Here is a beautiful thing I wanted to share.
It is a solution to “Symmetric Sudoku”, a puzzle invented by Robert Connelly, with the digits replaced by colours. Each colour occurs, not only once in each row, once in each column, and once in each 3×3 subsquare (as in ordinary Sudoku), but once in each “broken row” (this is a set or 3 minirows at the same positions in each of the three 3×3 squares in a fat column), once in each “broken column” (similarly defined), and once in each “location” (a location being the nine small squares which lie in the same relative positions in the nine 3×3 squares).

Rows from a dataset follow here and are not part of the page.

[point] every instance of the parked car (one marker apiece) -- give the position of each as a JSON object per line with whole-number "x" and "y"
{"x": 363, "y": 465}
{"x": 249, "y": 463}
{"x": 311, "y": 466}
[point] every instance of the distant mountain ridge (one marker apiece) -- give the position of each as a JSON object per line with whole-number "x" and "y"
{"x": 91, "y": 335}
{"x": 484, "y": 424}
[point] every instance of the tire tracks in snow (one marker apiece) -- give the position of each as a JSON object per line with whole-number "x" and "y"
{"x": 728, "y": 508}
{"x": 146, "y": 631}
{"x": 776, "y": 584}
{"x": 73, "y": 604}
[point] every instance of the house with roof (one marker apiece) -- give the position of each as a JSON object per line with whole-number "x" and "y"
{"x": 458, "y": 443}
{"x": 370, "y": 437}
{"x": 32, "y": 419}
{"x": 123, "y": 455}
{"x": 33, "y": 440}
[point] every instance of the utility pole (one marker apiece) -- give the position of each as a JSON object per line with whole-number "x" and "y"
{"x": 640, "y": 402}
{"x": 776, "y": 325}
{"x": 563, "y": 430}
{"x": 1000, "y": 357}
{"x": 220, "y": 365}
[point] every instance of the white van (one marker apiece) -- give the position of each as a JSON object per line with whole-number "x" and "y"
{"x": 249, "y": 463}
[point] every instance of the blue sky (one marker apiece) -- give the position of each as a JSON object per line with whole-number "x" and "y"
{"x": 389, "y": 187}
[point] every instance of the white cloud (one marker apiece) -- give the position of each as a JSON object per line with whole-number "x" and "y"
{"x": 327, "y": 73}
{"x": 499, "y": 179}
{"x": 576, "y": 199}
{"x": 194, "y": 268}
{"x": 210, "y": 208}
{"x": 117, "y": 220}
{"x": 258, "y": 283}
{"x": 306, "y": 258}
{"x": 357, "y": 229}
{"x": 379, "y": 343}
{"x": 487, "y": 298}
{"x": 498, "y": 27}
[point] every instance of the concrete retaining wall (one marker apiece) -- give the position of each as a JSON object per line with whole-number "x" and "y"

Robert proved that there are just two essentially different solutions to symmetric Sudoku. The proof is beautiful, using ideas from finite geometry and coding theory. You can read about it in the American Mathematical Monthly 115 (2008), 383-404.
The picture was produced by David Spiegelhalter, whom you will recognise from the Horizon programme on Infinity earlier this year. He is probably going to make a stained glass piece to this design. If you want a real treat, take a look at some of his stained glass.
And thanks to him for sending a copy of the picture!
That’s beautiful – I wonder if anything is known about general nxn symmetric sudoku?
Not much. They do exist for prime power orders (see the Monthly article). I don’t imagine that the 16×16 will be determined any time soon. As you will see from the article, there is something special and wonderful about 9×9 here.